# what would you wear with these boots?



## tara_hearts (Nov 16, 2008)

Just got these from shoe station the other day and I love them. Just not sure what exactly to wear with them 
	

	
	
		
		

		
		
	


	




 Like, what colors besides the basic grey/black. Any suggestions?


----------



## florabundance (Nov 16, 2008)

they're cute. i'd probably wear them with either skinny jeans, or calf-length leggings with a cute oversized sweater/cardigan..or with tights and a mini skirt. they're versatile


----------



## RoseyPosey (Nov 18, 2008)

They are black, so you can wear them with ANYTHING. black is a neautral!


----------



## Shimmer (Nov 18, 2008)

Pretty much everything.


----------



## rachybloom (Nov 18, 2008)

I have boots just like that that I got from Nordstrom last year.. but they're black leather (those look like suede?)

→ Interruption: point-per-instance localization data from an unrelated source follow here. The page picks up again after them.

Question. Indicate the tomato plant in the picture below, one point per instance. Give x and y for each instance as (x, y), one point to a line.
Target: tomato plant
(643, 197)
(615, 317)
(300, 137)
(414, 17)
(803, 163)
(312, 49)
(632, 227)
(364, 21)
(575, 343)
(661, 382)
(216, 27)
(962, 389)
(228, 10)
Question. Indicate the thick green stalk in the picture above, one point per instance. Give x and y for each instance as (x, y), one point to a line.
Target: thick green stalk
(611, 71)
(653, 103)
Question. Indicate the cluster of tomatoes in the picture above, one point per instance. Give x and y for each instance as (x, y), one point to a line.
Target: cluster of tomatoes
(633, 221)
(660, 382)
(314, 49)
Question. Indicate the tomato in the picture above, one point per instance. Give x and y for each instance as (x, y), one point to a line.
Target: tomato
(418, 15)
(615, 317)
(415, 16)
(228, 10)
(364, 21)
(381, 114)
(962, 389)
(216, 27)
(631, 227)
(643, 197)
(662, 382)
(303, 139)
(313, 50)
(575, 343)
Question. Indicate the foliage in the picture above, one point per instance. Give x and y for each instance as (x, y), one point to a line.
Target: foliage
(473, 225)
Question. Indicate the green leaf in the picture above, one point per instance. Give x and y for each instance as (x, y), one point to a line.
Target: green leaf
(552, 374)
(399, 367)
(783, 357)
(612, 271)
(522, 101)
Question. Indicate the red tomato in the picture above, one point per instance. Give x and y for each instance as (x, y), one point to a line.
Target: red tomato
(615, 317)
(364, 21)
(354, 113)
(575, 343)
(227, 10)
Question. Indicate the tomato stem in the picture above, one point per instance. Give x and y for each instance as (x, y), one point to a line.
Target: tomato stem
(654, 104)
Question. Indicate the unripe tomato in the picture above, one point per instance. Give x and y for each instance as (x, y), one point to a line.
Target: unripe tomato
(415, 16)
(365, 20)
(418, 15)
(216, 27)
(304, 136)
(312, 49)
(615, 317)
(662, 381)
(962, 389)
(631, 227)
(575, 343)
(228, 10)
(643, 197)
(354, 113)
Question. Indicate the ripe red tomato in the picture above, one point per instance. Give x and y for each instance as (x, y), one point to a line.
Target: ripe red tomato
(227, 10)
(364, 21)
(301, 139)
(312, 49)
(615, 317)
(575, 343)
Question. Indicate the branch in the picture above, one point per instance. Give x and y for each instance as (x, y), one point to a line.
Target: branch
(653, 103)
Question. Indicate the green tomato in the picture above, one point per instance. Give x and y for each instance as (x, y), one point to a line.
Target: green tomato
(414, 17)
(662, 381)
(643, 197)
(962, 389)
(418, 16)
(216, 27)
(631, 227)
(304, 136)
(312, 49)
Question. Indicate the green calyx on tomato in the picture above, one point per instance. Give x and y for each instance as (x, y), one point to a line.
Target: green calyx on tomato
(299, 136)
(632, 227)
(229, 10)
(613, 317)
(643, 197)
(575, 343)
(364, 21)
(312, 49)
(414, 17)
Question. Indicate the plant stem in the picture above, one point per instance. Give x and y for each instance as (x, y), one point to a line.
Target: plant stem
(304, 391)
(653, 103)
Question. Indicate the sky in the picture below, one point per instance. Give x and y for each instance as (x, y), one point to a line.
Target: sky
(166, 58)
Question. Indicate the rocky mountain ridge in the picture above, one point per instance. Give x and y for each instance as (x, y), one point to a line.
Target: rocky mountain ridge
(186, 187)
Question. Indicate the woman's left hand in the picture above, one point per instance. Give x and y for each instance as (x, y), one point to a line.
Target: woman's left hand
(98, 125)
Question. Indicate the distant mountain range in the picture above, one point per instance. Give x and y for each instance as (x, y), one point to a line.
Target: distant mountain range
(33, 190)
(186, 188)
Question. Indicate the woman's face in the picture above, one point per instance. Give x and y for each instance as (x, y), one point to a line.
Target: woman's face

You can wear pretty much everything.. I wore them with girly dresses, skinny jeans with floaty blouses with a blazer on top..


----------



## sambibabe (Dec 2, 2008)

Since the boots are black, I wouldn't wear them with black - you've gotta be able to show off your boots!  Dark Brown or grey woolen leggings would look good (very Sienna Miller)and  I have also seen some funky colored leggings (grey purple, dark green etc) with subtle pearls and they would look cute too..   If you feel  brave, you can wear them with a little pleated skirt or A-line skirt.


----------



## macchristyy (Dec 20, 2008)

Anything And Everything Girl!


----------



## dominichulinda (Dec 21, 2008)

I wear my tall flat boots w/ leggings.


----------



## iadoremac (Dec 21, 2008)

I would wear them with leggings or skinny jeans but wouldnt wear them with a skirt or a dress


----------



## Ms.Matashi (Dec 21, 2008)

Those are cute. Like everyone said you can wear them with everything. A pair of skinny jeans and a black sweater or something of that nature.


----------



## preciouscharm (Dec 21, 2008)

I say skinny jeans and match it with any top since they are black. I wouldn't wear it with a dress either but thats just my style.


----------



## caitlin1593 (Dec 21, 2008)

id wear them tucked in skinny jeans
=]


----------



## TISH1124 (Dec 21, 2008)

I have almost similar boots.....My only pair of flat boots...I wear them with everything...skinny jeans...any jeans...I am lazy I even throw them on with yoga pants and a sweatshirt....


----------